Mas, magnânimo, dou umas dicas: imagine, Dr. Costa, que o Estado não paga o que deve, por exemplo no âmbito do IVA; e que uma empresa deixa, por causa disso, de pagar a um banco, dado que a alternativa é não pagar a um fornecedor que não dá crédito por causa do "risco País". E que o que o banco lhe debita pela mora, mediante o expediente de a considerar descoberto na conta DO, é, com autorização sua, Dr. Costa, 25 ou 27%. Não sei se está a ver o quadro - depois ainda é preciso produzir, e exportar, e dar crédito ao cliente - só estou a levantar uma pontinha do véu, que eu ganho mal pelo meu trabalho bem feito, enquanto o Amigo ganha bem pelo que faz mal ou nem faz de todo.
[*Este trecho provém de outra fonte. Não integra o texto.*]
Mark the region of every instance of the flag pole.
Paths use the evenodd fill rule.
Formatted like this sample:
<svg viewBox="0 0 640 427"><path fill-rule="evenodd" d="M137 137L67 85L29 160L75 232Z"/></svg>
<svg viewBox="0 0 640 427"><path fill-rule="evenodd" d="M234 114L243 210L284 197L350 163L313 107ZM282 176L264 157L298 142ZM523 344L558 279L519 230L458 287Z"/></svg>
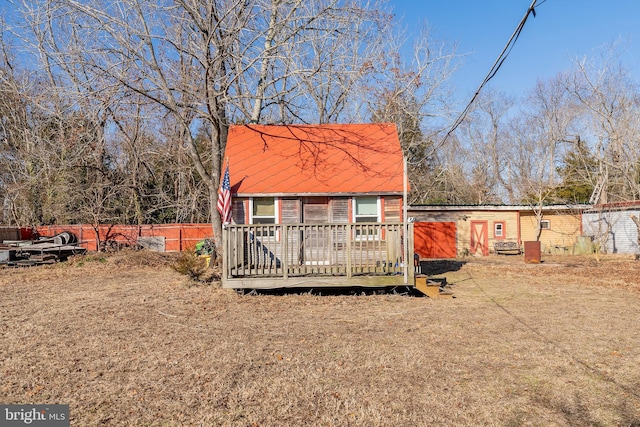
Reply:
<svg viewBox="0 0 640 427"><path fill-rule="evenodd" d="M222 181L220 182L220 188L218 189L218 202L217 209L220 213L220 219L222 221L222 228L226 228L226 224L231 223L231 180L229 176L229 159L227 158L227 164L224 167L224 173L222 175Z"/></svg>
<svg viewBox="0 0 640 427"><path fill-rule="evenodd" d="M231 177L231 161L229 160L229 156L226 157L227 160L227 169L229 171L229 177ZM231 191L231 182L229 182L229 211L233 212L233 192ZM231 215L229 224L233 224L233 215ZM228 224L227 224L228 225Z"/></svg>

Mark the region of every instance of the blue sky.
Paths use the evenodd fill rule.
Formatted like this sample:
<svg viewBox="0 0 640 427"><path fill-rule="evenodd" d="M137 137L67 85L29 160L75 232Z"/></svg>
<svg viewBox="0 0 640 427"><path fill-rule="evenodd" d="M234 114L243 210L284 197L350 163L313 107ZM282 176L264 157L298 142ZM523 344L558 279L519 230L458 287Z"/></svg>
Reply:
<svg viewBox="0 0 640 427"><path fill-rule="evenodd" d="M453 84L466 100L516 29L532 0L389 0L408 35L426 23L432 37L458 44L465 54ZM538 79L569 70L572 59L618 42L621 60L640 82L639 0L539 0L490 85L510 95L531 90Z"/></svg>

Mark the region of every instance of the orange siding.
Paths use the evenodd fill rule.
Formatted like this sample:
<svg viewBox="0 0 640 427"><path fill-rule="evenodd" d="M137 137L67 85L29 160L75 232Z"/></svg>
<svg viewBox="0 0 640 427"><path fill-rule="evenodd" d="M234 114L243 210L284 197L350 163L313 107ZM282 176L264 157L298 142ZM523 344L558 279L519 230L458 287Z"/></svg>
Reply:
<svg viewBox="0 0 640 427"><path fill-rule="evenodd" d="M413 228L414 252L420 258L455 258L455 222L416 222Z"/></svg>
<svg viewBox="0 0 640 427"><path fill-rule="evenodd" d="M89 251L98 250L96 230L89 224L49 225L37 228L41 236L53 236L63 231L74 233L80 245ZM213 237L211 224L154 224L154 225L100 225L101 241L115 241L135 245L138 237L164 237L165 251L178 252L193 249L199 241Z"/></svg>

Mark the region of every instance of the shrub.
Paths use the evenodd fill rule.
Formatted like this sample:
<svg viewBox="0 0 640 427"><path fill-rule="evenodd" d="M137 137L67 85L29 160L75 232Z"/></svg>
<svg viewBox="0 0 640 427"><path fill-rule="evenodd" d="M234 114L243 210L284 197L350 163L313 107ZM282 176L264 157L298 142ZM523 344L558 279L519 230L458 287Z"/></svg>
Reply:
<svg viewBox="0 0 640 427"><path fill-rule="evenodd" d="M207 261L192 251L180 253L180 256L170 266L178 273L196 281L201 281L207 272Z"/></svg>

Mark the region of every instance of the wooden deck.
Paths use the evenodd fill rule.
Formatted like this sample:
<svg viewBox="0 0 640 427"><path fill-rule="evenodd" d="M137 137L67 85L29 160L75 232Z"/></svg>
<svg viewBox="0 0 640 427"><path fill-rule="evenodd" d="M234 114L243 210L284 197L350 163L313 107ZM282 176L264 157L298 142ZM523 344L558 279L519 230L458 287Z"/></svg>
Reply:
<svg viewBox="0 0 640 427"><path fill-rule="evenodd" d="M228 225L223 245L225 288L413 286L413 224Z"/></svg>

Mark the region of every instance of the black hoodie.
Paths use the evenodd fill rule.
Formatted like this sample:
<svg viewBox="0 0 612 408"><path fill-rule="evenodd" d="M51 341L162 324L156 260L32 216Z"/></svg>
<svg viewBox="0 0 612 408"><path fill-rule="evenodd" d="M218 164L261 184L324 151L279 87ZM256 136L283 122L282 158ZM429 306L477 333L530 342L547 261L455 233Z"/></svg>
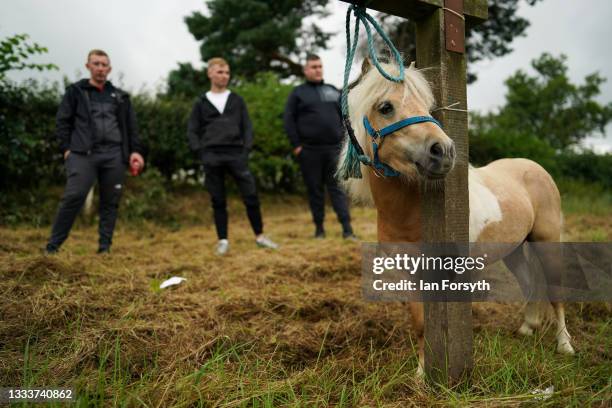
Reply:
<svg viewBox="0 0 612 408"><path fill-rule="evenodd" d="M116 100L123 161L127 163L131 153L140 153L144 157L146 148L138 137L136 115L132 109L129 95L115 88L110 82L106 82L105 87ZM62 154L66 150L90 154L95 143L100 140L99 135L96 134L89 92L91 92L91 84L88 79L82 79L66 88L56 116L56 136Z"/></svg>
<svg viewBox="0 0 612 408"><path fill-rule="evenodd" d="M244 100L234 92L220 113L200 96L193 105L187 125L189 148L198 154L227 153L241 155L253 148L253 126Z"/></svg>
<svg viewBox="0 0 612 408"><path fill-rule="evenodd" d="M296 87L285 106L285 132L294 147L337 148L344 138L340 91L323 82Z"/></svg>

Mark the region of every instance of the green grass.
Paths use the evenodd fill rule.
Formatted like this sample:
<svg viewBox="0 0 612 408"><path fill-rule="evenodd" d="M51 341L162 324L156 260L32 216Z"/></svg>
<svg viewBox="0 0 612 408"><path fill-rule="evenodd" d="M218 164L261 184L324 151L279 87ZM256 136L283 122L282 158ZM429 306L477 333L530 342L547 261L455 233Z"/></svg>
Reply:
<svg viewBox="0 0 612 408"><path fill-rule="evenodd" d="M598 184L561 180L563 212L567 214L590 214L610 216L612 211L612 191Z"/></svg>

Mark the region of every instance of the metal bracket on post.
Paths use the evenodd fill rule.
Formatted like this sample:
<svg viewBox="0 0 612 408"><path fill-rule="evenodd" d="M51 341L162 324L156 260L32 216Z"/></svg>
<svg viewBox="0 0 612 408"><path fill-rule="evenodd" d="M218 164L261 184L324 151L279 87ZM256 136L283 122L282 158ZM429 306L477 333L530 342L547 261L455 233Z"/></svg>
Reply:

Mas a inutilidade palavrosa e a ignorância contumaz a gente atura - nenhum pequeno empresário exportador espera realmente que um membro da elite dirigente da coisa pública, ou da Academia, a começar pelo Presidente da República, passando pelo Ministro das Finanças, dezassete catedráticos de Economia e acabando no adjunto do adjunto da Secretaria de Estado da Reforma da Contabilidade Fortemente Informática, saiba realmente do que está a falar quando fala de pequenas empresas.
Mas já é mais difícil aturar frases como esta: "O problema é que há empresas financeiramente inviáveis que perturbam a análise dos agregados monetários e análise de crédito".
Ou seja, traduzindo: as empresas financeiramente viáveis são as que não necessitam de crédito à tesouraria; uma vez eliminadas passa a haver grande abundância de crédito, e Costa fica assim dispensado de esmiuçar a embrulhada.
Costa, desculpa só ter para ti frases banais: Porqué no te callas?